Tudo que eu tinha a fazer agora era tentar a última solução: rezar, talvez seja essa a minha única salvação.

Nesse mesmo dia, evitei dormir, passei a noite em claro assistindo a filmes de comédia e tudo mais que me fizesse esquecer de tudo aquilo. Pensei que talvez assim, passando uns dias sem “comparecer” aos meus pesadelos, ele pudesse desistir de mim. Engano meu. À tarde meus amigos me chamaram para uma festa na piscina: Churrasco, bebida, diversão, sabe como que é. Chegou à noite meu corpo já apresentava sinais de desgaste em virtude do dia agitado.

Estava sentado na minha poltrona, jogando videogame, e sem perceber, acabei cochilando sentado. Só percebi o meu erro quando acordei do pesadelo e “ele” estava atrás da TV, me observando, pronto para me pegar. Eu gritei e saí correndo de lá.

Eu precisava fazer alguma coisa quanto a isso. Comecei a tomar café em pó, eu tomava tanto que me provocava fortes dores de cabeça. Passei em uma loja de conveniência e comprei várias latas de energético. Comecei a me entupir dessas coisas.

O terceiro dia acordado foi muito difícil, estava quase insuportável ficar acordado, eu nunca fiz isso antes, é demais para uma pessoa comum suportar. Agora entendo o porquê daquele tipo de tortura, a “privação do sono”, isso é horrível.

Chegando a madrugada, eu estava quase entregando os pontos, mas a ideia de dormir me parecia pior. Sentir de novo o medo que “ele” me fazia sentir, era inconcebível, não era um medo normal. A ideia de me suicidar já havia me passado duas ou três vezes pela cabeça naquela madrugada.

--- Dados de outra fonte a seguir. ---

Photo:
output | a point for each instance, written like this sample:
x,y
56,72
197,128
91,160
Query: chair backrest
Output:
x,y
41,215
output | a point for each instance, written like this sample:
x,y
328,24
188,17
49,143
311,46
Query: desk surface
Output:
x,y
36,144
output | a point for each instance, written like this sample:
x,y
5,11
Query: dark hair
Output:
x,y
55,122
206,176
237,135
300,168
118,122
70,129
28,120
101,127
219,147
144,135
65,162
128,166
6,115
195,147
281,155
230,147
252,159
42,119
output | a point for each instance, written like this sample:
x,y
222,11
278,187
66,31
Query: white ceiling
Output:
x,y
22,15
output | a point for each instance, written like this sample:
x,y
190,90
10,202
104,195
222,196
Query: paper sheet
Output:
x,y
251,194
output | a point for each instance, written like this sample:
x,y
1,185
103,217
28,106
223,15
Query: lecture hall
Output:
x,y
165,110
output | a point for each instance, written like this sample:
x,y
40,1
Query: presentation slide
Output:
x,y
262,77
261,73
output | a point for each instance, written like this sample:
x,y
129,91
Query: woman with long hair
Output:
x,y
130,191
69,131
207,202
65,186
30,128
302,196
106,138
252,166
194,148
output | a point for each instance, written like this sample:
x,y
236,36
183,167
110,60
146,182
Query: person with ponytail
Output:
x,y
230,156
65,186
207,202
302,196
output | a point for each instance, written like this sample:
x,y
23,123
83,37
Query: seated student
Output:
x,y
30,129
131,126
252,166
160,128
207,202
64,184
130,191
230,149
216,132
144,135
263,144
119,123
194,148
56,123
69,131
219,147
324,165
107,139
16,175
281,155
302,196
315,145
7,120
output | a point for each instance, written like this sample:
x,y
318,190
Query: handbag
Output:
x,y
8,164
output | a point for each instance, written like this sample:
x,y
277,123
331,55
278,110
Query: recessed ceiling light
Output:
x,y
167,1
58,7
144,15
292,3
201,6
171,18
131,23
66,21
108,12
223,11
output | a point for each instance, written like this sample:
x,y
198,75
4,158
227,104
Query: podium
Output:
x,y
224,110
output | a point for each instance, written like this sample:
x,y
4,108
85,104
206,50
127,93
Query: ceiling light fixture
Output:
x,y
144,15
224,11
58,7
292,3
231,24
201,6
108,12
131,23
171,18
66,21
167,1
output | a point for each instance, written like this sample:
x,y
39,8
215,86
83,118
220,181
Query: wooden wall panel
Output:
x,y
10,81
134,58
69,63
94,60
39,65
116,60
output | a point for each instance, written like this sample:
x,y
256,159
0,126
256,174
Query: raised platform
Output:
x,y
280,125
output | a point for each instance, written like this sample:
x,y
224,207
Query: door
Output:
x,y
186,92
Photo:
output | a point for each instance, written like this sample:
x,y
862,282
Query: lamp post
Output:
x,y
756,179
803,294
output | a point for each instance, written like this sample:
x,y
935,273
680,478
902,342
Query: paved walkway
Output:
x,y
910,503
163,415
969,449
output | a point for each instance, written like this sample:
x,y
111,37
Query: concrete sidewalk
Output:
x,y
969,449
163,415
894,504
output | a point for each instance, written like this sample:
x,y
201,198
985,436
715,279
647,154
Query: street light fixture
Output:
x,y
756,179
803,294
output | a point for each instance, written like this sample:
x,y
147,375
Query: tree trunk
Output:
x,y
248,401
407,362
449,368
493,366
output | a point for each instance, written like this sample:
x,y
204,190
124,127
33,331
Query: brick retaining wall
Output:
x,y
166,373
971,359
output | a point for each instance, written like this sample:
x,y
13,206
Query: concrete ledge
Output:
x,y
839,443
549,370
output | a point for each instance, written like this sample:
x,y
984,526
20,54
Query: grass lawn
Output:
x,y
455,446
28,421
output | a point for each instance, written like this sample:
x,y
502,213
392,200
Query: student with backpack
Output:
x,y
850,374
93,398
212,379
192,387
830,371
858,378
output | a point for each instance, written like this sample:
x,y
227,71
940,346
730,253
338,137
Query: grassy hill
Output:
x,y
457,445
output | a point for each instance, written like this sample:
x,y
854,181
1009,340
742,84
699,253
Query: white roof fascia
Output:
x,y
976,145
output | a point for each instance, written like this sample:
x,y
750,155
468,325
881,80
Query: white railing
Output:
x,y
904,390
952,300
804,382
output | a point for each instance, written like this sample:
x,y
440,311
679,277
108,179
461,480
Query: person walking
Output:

Talvez fosse melhor morrer pelas minhas próprias mãos, eu sentiria menos medo assim.

Sei que não posso contar com mais ninguém, pois assim como o rapaz da história que contei no começo, ninguém acreditaria em mim, minha família já estava notando meu comportamento estranho e irritadiço, chegaram até a me questionar se eu estava usando drogas. Decidi então, sentar na frente de meu computador e escrever o que está acontecendo comigo. Vou postar isso em algum lugar, para que alguém veja e talvez possa me ajudar antes que seja tarde. Torço para que eu consiga passar mais essa noite em claro, então amanhã escreverei mais uma vez relatando como foi o meu dia. Se eu não for forte o suficiente, pelo menos isso servirá de alguma forma como uma ajuda para outras pessoas que possam vir a passar pela mesma experiência. Só uma coisa, cuidado com a sombra na parede, não olhe para ela, só isso que te peço.